As causas e consequências da guerra (nos provérbios)

A guerra tornou-se um assunto do quotidiano para os europeus. No nosso inesgotável rifoneiro, porém, o tema nunca esteve fora de moda.

As consequências humanas (e económicas) de uma guerra são quase imensuráveis para os países envolvidos; cada dia que passa sem a resolução de um conflito aumenta a fatura a pagar. A um nível diferente, à distância de milhares de quilómetros da frente de batalha, Portugal também sofre o impacto da subida dos preços, seja na gasolina, nos bens alimentares ou nas taxas de juro dos créditos habitação.
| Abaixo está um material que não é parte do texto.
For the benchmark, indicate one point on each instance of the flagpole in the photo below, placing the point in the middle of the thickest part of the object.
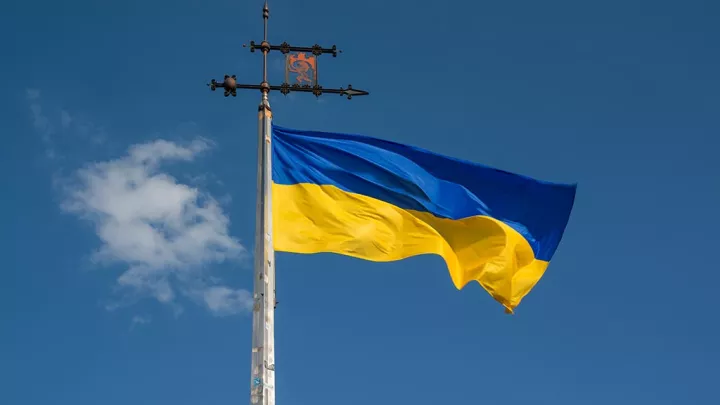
(262, 385)
(262, 369)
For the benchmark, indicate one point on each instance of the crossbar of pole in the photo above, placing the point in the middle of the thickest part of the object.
(262, 383)
(286, 48)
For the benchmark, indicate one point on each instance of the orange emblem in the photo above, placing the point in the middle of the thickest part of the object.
(304, 67)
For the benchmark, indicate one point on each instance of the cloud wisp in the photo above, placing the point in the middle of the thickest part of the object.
(165, 233)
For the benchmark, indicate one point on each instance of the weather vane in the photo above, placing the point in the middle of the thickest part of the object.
(301, 75)
(300, 62)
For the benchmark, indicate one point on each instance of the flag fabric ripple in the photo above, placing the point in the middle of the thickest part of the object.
(383, 201)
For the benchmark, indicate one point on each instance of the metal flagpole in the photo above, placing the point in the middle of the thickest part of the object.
(262, 385)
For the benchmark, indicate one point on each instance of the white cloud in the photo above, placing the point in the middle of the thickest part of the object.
(166, 233)
(225, 301)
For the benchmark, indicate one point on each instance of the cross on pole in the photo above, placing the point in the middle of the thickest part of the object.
(301, 62)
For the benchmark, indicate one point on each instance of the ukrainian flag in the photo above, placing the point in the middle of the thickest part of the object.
(383, 201)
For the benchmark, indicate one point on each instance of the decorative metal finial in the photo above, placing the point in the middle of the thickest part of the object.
(300, 64)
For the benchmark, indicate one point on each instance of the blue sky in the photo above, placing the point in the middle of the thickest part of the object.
(621, 97)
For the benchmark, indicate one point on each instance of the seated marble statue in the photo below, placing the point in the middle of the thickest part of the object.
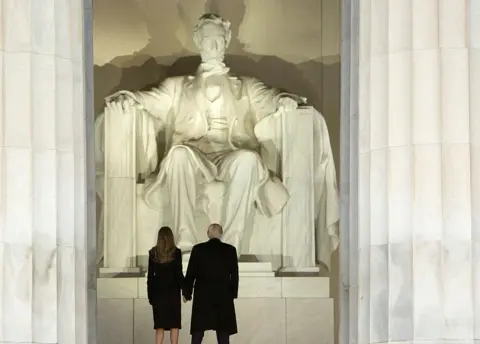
(211, 127)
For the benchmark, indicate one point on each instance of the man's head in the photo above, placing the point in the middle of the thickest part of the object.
(212, 35)
(214, 231)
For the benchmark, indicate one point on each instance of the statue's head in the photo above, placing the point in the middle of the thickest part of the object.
(212, 35)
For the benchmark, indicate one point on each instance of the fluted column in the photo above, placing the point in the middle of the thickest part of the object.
(46, 291)
(417, 254)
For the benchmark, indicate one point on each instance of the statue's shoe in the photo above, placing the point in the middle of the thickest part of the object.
(185, 241)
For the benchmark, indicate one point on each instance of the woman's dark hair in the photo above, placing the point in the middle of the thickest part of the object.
(164, 251)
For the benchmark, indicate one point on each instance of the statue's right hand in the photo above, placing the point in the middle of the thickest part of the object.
(124, 99)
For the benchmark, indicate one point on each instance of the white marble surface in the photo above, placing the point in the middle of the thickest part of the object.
(411, 268)
(249, 287)
(298, 215)
(44, 199)
(264, 314)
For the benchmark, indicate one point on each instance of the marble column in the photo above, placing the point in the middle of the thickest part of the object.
(416, 250)
(47, 293)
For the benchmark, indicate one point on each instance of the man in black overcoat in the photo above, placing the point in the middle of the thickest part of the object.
(213, 273)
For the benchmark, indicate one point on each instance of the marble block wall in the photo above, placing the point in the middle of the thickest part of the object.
(279, 310)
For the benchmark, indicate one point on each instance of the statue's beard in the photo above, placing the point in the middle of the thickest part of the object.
(215, 57)
(220, 80)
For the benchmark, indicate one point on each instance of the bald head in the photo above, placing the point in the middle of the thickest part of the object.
(214, 231)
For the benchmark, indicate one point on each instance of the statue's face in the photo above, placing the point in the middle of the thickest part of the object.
(212, 45)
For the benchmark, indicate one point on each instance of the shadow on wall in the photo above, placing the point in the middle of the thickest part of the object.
(318, 80)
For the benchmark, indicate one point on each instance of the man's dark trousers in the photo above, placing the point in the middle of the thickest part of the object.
(222, 338)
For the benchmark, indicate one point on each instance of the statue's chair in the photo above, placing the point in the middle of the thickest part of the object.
(286, 239)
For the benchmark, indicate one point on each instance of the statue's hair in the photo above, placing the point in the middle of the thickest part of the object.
(215, 230)
(211, 18)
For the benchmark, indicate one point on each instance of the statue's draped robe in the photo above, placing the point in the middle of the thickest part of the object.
(170, 114)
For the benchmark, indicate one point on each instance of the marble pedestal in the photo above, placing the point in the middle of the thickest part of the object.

Mas este não é um texto para avaliar essas perdas, nem sequer um texto que esquece os inúmeros conflitos noutras partes do mundo. A guerra não é um fenómeno desta década do século XXI, e o nosso rifoneiro prova-o: «Por teu Rey pelejaste, tua casa guardaste», relembra-se em Adágios Portugueses reduzidos a Lugares Comuns, obra de 1651, compilada por António Delicado, num ditado que alude à génese de uma nação.

Quem se lixa é o mexilhão

Infelizmente, não tem sido preciso muito para começar uma guerra. «A guerra e a ceia, começando se ateia», diz o povo. Aceso o rastilho, vivem-se anos de trevas. «Guerra, peste e carestia andam sempre em companhia.» E quem padece mais? «Quando os elefantes lutam, quem sofre é o capim.» Diz-se que «da guerra, o dano vem cedo e tarde o proveito». No durante, sabe-se que «tempo de guerra, mentira na terra» e faz-se uma comparação com outras ditas batalhas: «Guerra, caça e amores, por um prazer cem dores.» Fica por explicar o prazer da guerra… Ou quanto ela durará, já que «guerra começada, só Deus sabe quando acabada».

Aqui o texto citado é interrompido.